Pourtant, le cas de mes deux loulous de CE1 m’a montré que ce n’était pas eux qui éprouvaient des difficultés d’adaptation. En effet, ils étaient sociables, joyeux et bons camarades. En revanche, le reste de la classe les dédaignait. Avec un effectif de 30 élèves et de fortes disparités de niveaux, le groupe avait tendance à rejeter ces deux oisillons.
La jalousie des pairs
Ainsi, le garçon aurait voulu s’intégrer dans les jeux de ballon de la cour, mais il se faisait systématiquement rembarré. « Déjà bon en classe, il va pas en plus prendre la balle ! » La petite fille, très discrète et plus timide, semblait surmonter patiemment les journées. Comme ils aimaient tout deux dessiner et lire, ils étaient toujours occupés et ne semblaient pas s’ennuyer. Leur situation était satisfaisante sur le plan intellectuel, mais certainement pas sur le plan moral et affectif…
De fait, lorsqu’on écoute les témoignages des surdoués passés au collège, la tendance au harcèlement augmente.
Les élèves surdoués harcelés au collège
Ainsi, pour beaucoup de jeunes surdoués, le passage au collège s’avère difficile. En effet, le décalage de une à deux années par rapport au groupe d’âge est une épreuve pour de nombreux pré-ados exclus parfois des liens de camaraderie. Il peut se produire une phase d’isolement, voire de dépression. L’Express publie plusieurs témoignages d’adultes qui reviennent sur leurs douloureuses années de collège. Il y a Marie, 36 ans, victime de harcèlement et Alexandra, surdoué Asperger, maman d’un petit garçon surdoué et auteur du blog Les tribulations d’un petit zèbre qui partage son expérience de famille à THQI (à partir de 145). Ainsi, elle relate les mésaventures de son fils Guillaume harcelé à son entrée au collège, face à une équipe enseignante larguée.
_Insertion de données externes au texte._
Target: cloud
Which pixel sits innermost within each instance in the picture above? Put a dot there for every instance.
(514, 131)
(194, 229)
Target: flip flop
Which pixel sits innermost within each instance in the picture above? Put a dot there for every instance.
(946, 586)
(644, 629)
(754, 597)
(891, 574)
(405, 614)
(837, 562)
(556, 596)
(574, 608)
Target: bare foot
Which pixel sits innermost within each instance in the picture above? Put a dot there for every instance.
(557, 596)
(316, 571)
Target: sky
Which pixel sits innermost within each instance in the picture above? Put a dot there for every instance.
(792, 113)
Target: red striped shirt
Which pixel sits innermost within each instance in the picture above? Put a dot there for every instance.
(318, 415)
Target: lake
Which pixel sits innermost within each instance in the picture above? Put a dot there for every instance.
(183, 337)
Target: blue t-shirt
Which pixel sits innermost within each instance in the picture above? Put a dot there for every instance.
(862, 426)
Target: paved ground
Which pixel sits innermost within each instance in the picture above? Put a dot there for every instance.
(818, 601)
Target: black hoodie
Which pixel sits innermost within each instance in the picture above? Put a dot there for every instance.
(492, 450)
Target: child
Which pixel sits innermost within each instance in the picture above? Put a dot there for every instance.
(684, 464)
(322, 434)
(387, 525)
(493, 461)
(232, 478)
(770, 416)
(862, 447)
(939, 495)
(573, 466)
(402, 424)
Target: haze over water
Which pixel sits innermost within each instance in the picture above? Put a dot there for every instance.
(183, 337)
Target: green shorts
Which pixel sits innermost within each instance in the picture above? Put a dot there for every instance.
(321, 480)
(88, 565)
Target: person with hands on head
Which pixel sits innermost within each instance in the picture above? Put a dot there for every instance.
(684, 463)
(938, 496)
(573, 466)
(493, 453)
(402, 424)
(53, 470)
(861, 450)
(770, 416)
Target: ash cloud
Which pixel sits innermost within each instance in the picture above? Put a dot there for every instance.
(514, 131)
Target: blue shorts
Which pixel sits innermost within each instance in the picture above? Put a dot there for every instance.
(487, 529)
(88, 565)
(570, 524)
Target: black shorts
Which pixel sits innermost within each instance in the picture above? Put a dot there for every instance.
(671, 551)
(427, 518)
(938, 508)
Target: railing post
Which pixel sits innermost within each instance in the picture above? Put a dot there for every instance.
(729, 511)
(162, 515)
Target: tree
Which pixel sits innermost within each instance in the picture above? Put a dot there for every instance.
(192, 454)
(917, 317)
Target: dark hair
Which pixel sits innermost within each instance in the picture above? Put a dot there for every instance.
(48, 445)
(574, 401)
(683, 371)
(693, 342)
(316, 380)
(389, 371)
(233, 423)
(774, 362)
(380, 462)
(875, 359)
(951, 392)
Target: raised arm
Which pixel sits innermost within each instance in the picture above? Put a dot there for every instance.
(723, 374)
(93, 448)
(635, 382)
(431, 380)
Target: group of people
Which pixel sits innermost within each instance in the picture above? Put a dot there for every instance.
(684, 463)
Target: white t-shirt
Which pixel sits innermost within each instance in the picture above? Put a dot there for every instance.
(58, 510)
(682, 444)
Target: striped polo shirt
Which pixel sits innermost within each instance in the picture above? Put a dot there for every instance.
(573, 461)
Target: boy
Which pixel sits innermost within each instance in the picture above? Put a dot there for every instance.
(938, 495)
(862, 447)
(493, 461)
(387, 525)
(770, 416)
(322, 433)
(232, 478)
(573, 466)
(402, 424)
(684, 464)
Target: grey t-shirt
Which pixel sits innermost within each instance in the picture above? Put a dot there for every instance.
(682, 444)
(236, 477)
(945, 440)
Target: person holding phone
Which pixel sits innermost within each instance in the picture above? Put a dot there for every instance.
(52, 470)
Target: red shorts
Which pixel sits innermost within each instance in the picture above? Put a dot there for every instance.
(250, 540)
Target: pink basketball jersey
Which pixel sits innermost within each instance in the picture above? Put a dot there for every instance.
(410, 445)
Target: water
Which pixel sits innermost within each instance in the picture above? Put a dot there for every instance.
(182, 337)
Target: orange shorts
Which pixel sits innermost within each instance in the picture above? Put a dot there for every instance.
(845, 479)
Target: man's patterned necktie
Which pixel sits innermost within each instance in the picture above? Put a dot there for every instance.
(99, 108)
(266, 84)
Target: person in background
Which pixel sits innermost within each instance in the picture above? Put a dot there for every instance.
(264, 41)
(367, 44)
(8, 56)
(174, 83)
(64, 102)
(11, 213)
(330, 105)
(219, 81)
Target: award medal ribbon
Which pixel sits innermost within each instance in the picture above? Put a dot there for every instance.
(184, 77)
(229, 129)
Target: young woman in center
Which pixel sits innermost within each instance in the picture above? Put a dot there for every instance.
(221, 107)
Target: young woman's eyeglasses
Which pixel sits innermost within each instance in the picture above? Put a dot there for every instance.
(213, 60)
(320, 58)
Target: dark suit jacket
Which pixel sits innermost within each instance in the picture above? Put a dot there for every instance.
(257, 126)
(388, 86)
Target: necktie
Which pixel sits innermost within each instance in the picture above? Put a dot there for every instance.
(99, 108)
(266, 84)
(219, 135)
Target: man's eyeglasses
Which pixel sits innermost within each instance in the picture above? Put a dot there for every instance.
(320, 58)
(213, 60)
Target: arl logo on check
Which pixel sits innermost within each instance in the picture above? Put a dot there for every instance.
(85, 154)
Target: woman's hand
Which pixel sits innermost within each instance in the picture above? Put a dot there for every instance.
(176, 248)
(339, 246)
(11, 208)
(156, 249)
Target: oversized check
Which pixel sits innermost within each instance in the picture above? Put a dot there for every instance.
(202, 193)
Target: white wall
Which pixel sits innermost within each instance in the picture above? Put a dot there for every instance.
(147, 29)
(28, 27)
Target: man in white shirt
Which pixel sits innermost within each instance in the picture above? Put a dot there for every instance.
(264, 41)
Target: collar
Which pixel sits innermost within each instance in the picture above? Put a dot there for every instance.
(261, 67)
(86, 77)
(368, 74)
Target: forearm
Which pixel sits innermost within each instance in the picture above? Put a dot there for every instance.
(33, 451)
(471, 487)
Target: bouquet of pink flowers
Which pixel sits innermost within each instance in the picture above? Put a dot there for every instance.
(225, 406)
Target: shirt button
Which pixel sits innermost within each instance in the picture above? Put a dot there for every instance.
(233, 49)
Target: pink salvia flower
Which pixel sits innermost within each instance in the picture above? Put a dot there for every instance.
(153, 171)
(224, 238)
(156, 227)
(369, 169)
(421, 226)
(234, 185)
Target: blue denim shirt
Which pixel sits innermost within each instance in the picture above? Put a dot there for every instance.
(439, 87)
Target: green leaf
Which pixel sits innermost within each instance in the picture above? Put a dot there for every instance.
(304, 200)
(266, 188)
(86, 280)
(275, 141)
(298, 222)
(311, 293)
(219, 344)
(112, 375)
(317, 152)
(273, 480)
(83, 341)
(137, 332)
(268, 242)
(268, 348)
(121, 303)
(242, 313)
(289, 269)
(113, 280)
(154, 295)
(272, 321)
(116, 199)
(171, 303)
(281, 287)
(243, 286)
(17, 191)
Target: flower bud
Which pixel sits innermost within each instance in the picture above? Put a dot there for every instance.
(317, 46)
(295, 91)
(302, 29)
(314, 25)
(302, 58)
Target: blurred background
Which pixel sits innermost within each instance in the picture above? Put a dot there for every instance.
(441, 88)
Réussites, échecs : que deviennent les HQI ? Quelques témoignages
Pourquoi seulement 1/3 des surdoués réussissent ?
Citation du blog d’Alexandra Reynaud (Les tribulations d’un petit zèbre)
- 1/3 des enfants doués se trouveraient en échec scolaire grave & quitteraient l’école sans aucun diplôme
- 1/3 obtiendraient des résultats plutôt moyens tant bien que mal
- & seulement le dernier 1/3 poursuivraient brillamment des études supérieures, comme l’on pourrait s’y attendre pour des sujets présentant un haut ou très haut potentiel intellectuel
De fait, cette statistique montre que, au-delà du QI, ce qui va davantage aider un jeune dans son parcours d’apprentissage c’est l’estime qu’il a de lui-même. Or, les jeunes surdoués doutent en permanence de leurs capacités. Ils se sentent en décalage par rapport aux autres et à leur environnement. Ils ne comprennent pas d’où vient leur mal être et s’enferment souvent dans un isolement contre-productif pour leur avenir.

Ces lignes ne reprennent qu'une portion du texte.